Artist: Axel Dörner, Greg Kelley, Andrea Neumann, Bhob Rainey

Album: Thanks Cash

Label: Sedimental

Review date: Aug. 18, 2004


Thanks Cash documents performances at various stops of a 2001 U.S. tour by Bhob Rainey (soprano saxophone), Greg Kelley (trumpet), Andrea Neumann (inside piano) and Axel Dörner (trumpet and computer). The four musicians continue to make improvised music that almost completely avoids the melodic counterpoint of most free improv, focusing instead upon layers of unusual sounds. The interaction between the musicians continues to be more like passing clouds than traditional solo/accompaniment relationships.

Still, Thanks Cash differs from most of the music these players have recorded recently, with the possible exception of the album Good by the Rainey-led Boston Sound Collective, which features all four players and was recorded around the same time. (Good was released late last year and not reviewed by Dusted, which makes it doubly worthy of mention here.) Both are far grittier and a bit more tentative than Rainey and Kelley’s Nmperign project or Dörner’s other recent albums with smaller groups. Both Thanks Cash and Good feel less compact than we might expect from these musicians, in that phrases (if their groupings of sounds can be called phrases) seem longer than usual, as if the players don’t feel comfortable enough with one another to change sounds and textures with their usual fluidity.

That might seem like a criticism until it’s put in context. Many of these musicians’ other groups are characterized by the players’ extreme familiarity with one another, particularly Nmperign, which by now has been refined to such an extent that it sounds like composed music from another planet rather than the improvised music that it is.

In contrast, Thanks Cash sounds as if the quartet's interaction is based on intense, in-the-moment listening rather than years of shared experiences. The pace of the album is slow enough for it to occasionally sound like a scary ambient record, particularly if played at a low volume.

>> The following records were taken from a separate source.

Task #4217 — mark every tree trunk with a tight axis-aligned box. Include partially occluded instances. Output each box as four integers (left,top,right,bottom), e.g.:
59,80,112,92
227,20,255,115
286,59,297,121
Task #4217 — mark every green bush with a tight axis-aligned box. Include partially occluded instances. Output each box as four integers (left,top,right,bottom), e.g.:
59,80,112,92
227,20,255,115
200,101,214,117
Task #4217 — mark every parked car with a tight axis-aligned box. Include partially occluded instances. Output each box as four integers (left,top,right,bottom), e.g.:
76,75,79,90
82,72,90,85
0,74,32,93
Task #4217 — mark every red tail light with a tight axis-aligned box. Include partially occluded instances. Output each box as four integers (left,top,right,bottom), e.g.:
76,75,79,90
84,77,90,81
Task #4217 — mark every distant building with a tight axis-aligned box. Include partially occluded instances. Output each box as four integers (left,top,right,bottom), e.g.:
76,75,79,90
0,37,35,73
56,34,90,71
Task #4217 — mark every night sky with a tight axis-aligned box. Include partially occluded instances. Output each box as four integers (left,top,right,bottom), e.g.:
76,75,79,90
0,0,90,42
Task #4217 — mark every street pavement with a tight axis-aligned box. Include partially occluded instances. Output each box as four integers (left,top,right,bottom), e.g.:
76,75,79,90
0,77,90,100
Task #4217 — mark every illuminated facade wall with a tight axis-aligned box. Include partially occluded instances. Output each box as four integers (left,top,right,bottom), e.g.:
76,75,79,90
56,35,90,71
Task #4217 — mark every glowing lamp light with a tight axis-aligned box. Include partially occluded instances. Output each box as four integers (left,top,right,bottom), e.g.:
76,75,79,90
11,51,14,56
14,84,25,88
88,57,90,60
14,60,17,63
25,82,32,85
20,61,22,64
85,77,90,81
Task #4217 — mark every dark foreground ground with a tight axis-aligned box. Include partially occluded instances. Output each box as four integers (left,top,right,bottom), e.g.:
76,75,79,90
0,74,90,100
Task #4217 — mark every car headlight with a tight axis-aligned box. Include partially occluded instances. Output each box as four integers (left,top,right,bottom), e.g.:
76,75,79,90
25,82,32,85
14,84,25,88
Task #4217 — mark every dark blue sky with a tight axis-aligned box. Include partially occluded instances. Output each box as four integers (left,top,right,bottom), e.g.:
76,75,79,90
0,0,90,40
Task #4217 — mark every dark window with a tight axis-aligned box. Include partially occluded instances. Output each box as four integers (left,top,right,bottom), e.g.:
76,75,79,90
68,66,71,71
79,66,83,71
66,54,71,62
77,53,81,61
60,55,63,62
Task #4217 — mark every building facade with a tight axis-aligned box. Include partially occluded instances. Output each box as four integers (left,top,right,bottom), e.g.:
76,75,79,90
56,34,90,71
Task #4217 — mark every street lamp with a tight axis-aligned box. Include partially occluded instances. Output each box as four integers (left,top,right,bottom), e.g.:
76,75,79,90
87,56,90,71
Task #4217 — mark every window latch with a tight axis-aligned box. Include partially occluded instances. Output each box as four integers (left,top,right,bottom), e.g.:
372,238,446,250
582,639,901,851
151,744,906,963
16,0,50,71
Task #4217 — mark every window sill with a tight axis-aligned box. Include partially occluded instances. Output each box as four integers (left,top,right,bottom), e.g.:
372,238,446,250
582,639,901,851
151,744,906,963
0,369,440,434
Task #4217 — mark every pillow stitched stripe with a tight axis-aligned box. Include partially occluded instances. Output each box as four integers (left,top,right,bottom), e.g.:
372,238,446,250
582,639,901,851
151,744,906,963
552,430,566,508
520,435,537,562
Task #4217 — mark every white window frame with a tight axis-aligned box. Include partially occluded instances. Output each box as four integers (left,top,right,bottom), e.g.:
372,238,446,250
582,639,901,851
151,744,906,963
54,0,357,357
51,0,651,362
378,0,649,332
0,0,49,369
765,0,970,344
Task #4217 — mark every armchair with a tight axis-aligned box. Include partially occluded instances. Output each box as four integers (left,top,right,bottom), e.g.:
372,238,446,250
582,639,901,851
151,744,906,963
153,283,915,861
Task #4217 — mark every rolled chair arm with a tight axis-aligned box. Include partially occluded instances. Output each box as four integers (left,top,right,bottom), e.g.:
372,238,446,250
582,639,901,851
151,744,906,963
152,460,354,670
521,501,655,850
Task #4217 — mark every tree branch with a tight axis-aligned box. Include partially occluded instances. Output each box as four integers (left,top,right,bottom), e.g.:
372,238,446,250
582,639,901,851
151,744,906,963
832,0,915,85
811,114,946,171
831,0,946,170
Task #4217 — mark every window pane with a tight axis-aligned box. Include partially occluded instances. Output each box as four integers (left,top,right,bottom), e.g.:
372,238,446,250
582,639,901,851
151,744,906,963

At a higher volume the album sounds much more complex, but the sources of its sounds aren't any clearer. For example, it's hard to attribute any one sound to Neumann; any noise that might be from her might also come from Dörner's computer. In terms of timbre, then, Thanks Cash is about what we'd expect from this group. Even so, Thanks Cash and Good form a pair that feel far creepier and more expansive than we'd expect from this group, and both are worthy contributions to these players' discographies of strange and disorienting music.